Whilst everyone person is different, and there is no one-size-fits-all approach to diets, eating mostly real, whole foods will benefit most. And perhaps hitting the everyday person where it matters – the back pocket – may be the kick-start incentive to limit the highly processed packaged and sugar-laden stuff, and replace with fresh veg ‘n’ fruit and other whole food stuff.
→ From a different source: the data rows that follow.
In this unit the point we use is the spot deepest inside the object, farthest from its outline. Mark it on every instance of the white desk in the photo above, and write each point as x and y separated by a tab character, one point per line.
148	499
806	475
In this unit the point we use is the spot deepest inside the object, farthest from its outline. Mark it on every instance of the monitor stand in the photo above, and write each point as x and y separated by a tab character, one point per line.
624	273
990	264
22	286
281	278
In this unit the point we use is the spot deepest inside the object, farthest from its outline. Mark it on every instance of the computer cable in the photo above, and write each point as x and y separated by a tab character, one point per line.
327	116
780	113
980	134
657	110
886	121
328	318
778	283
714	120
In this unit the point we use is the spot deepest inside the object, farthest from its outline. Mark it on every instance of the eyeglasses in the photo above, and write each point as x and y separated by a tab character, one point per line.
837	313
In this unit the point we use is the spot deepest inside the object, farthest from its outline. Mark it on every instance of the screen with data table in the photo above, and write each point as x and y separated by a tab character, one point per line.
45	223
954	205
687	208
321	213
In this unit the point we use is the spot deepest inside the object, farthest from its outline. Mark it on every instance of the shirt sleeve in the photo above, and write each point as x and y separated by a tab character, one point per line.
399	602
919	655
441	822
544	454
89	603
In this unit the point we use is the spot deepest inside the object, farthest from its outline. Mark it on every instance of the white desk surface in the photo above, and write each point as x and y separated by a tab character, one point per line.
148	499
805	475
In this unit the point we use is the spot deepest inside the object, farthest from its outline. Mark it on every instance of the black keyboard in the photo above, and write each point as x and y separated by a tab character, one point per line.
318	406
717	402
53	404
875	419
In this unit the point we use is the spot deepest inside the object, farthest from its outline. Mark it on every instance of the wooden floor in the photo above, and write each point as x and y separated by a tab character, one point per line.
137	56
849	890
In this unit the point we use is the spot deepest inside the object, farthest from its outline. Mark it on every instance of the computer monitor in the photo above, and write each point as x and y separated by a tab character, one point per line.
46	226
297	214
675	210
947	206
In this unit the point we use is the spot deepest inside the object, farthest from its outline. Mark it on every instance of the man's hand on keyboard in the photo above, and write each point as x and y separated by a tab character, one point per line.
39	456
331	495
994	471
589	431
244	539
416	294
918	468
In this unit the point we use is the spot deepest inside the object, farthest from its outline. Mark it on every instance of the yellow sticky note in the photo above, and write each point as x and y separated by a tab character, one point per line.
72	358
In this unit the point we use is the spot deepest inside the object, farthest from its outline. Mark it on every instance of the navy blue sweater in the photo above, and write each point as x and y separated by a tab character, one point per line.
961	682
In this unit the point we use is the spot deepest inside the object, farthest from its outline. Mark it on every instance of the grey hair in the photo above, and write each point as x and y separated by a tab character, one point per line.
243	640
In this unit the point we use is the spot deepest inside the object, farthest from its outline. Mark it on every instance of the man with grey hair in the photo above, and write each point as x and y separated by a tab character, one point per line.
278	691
By Angela Johnson (BHSc Nut. Med.)

 

References:

  1. WHO 2013, ‘Global action plan for the prevention and control of noncommunicable diseases 2013-2020’, World Health Organization, viewed 25 October 2016, <http://www.who.int/nmh/events/ncd_action_plan/en/>.
  2. WHO 2014, ‘Maternal, infant and young child nutrition’, World Health Organization, viewed 25 October 2016, <http://www.who.int/nutrition/publications/CIP_document/en/>.
  3. WHO 2016a, ‘Report of the Commission on Ending Childhood Obesity’, World Health Organization, viewed 25 October 2016, <http://www.who.int/end-childhood-obesity/final-report/en/>.
  4. WHO 2015, ‘Fiscal policies for diet and prevention of noncommunicable diseases: technical meeting report’, World Health Organization, Geneva, Switzerland, viewed 25 October 2016, <http://www.who.int/dietphysicalactivity/publications/fiscal-policies-diet-prevention/en/>.
  5. The Lancet 2016, ‘Editorial: WHO’s war on sugar’, The Lancet, vol. 388, p. 1956.
  6. WHO 2016b, WHO urges global action to curtail consumption and health impacts of sugary drinks, media release, 11 October, World Health Organization, viewed 25 October 2016, <http://www.who.int/mediacentre/news/releases/2016/curtail-sugary-drinks/en/>.
  7. Aaron, DG, & Siegel, MB 2016, ‘Research Article: Sponsorship of National Health Organizations by Two Major Soda Companies’, American Journal of Preventive Medicine, [Epub].